アルマニャックは、南仏ピレネー山脈に近い地域が産地です。原料として使われているのは、コニャック同様にサンテミリオン種が主力となっています。しかし風土、蒸留法、熟成法がやや異なるため、酒もいささか肌合いが違っています。端的にいえばコニャックよりフレッシュな味わいが感じられ、あんずに近い香りをもつものが多い。これに対してコニャックは、全体的にエレガントな風味にまとまっています。
 なお、アルマニャックのNAPOLEON(ナポレオン),XO(エックスオー)などの符号については、全国アルマニャック事務局(BNIA)によって、コニャックに準じた基準がもうけられています。

カルヴァドス(Calvados)

 

フランス北西部のノルマンディー地方で作られるりんごが原料のブランデー。1553年の古文書に蒸留の記録が残っており歴史は古い。19世紀初頭から、地名をとってカルヴァドスと呼ばれるようになった。
 なかでも、中心部の優良産地、ペイ・ドージュ地区で生産されるものは、別格扱いされ、ボルドー・ワインやコニャックなどと同様に、アペラシオン・ドリジーヌ・コントローレ(略称AC)法の規制を受けてつくられ、製品には、カルヴァドス・デュ・ペイ・ドージュACの表記をする。これが、一般にカルヴァドスと考えられている酒のなかの一級品といえます。蒸留には、コニャックと同型の単式蒸留器の使用が義務づけられています。
 このペイ.ドージュ地区周辺の10の地区で生産されているりんごブランデーも、AC規制を受けていますが、ペイ・ドージュとは違って、半連続式蒸留器の使用が認められています。 そして、生産地区が例えばコタンタン地区であれば、カルヴァドス・デュ・コタンタンというAC表記になりますが、複数地区の原酒をブレンドしたものは、単にカルヴァドスというACで売られています。
 熟成年数表記は、コニャックの場合とやや相違点があります。コント3(約4年熟成)でヴィユー・レゼルヴ。コント4でヴイエーユ・レゼルヴ。コント5でVSOP(コニャックはコント4)。コント6で、エクストラ、ナポレオン、オル・ダージュなどの表示が認められます。
 カルヴァドス生産地域の外辺のノルマンディー、ブルターニュ、メーヌの各地方でも、りんごのブランデーをつくっていますが、こちらのほうは連続式蒸留機の使用が認められていて、酒名は、オー・ド・ヴィー・ド・シードルとなります。

マール(Marc)

 

フランスで作られるぶどうからワイン用の果汁を搾ったあとの残りかすを再発酵させて蒸留したも。
 正式にはオー.ド.ヴィー・ド・マール(Ean-de-Vie de Marc「ぶどうかすでつくったブランデー」の意)というが、略してマールともいう。
 マールはすべて、1941年施行のアペラシオン・ドリジーヌ・レグルマンテ(原産地規制)法で産地が決められています。
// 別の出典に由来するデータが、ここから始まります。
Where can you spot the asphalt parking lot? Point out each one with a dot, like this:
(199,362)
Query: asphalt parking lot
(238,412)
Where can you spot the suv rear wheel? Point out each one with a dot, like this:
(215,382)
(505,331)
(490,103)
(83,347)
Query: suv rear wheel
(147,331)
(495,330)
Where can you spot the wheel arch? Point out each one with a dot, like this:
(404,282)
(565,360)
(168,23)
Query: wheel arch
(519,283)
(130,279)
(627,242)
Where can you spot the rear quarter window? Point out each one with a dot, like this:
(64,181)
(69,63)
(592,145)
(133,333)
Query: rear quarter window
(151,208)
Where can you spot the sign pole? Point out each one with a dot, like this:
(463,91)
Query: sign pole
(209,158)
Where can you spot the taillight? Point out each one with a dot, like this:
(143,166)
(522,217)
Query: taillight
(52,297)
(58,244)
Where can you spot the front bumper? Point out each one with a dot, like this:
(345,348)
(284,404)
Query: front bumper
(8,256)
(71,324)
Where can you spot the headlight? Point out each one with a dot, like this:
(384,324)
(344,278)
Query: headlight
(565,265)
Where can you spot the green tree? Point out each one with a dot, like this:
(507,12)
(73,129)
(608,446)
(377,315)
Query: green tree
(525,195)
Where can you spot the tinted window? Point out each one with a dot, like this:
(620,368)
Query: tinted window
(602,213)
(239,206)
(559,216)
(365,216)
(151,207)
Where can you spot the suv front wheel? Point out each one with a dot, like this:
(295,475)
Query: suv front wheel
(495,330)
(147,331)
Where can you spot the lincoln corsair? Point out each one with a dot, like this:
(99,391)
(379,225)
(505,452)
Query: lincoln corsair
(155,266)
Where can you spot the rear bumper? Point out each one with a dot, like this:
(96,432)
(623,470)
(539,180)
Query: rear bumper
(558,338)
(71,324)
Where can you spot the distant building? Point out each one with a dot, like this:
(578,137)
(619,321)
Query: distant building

なかでもブルゴーニュ、シャンパーニュ、アルザス(ゲヴユルツトラミネール種を原料にしたもの)が、3大マールといわれています。
 アルザス以外は樽熟するのが特徴です。

グラッパ(Grappa)

 

グラッパ(Grappa)はイタリア特産の蒸留酒で、ブランデーの一種。ワインを蒸留して作る一般的なブランデーとは違い、ブドウの搾りかすを発酵させたアルコールを蒸留して作る。多くは樽熟成を行わないので無色透明であるが、ブドウの香りを程よく残す美酒。イタリアではポピュラーな酒で食後酒としてよく飲まれるが、日本での認知度は一般的なブランデーやウイスキーに比べるとはるかに低い。
 グラッパはイタリア全土で作られるが、有名な町としてはバッサーノ・デル・グラッパがありグラッパによる町興しが盛んである。 この町にはポーリ(Poli)社によるグラッパ博物館がある。

フルーツ・ブランデー(Fruit Brandy)

「ブランデー」という名称は本来、ぶどうを原科とする蒸留酒につけられたものですが、現在ではその技術を応用して、ほかのさまざまなフルーツからつくった蒸留酒も、ブランデーの仲間に入れています。前項のカルヴァドスもその仲間なのですが、独立させて取り扱いました。
 原料がぶどう、りんご以外のブランデーは、フランスで「オー・ト・ヴィー・ド.フリュイ」と総称されていますが、フルーツ・ブランデーという表現を、総称として用いることにします。
 現在、この種の蒸留酒の原料には、りんご、さくらんぼ、プラム類、洋梨、べリー類などが使われています。生産の盛んなのはフランス、ドイツ、スイスなどです。
 フランスでは「オー.ド・ヴィー・ド・〜」と称し、〜のところに原料フルーツ名をつける。ドイツでは、「〜ヴァッサ一」あるいは「〜ガイスト」と称し、同じく〜のところに原料果実のドイツ語名を入れている。そしてヴァッサーの名称は、原料を破砕し、その果汁を発酵、蒸留したものに使います。ガイストのほうは、、原科を破砕したあとアルコールに浸漬し、それを蒸留して得た酒につけられます。あんずやベリー類は、後者の方法でつくられるものが多く、たとえば、あんずのブランテーは、ドイツの場合、「アプリコーゼンガイスト」となります。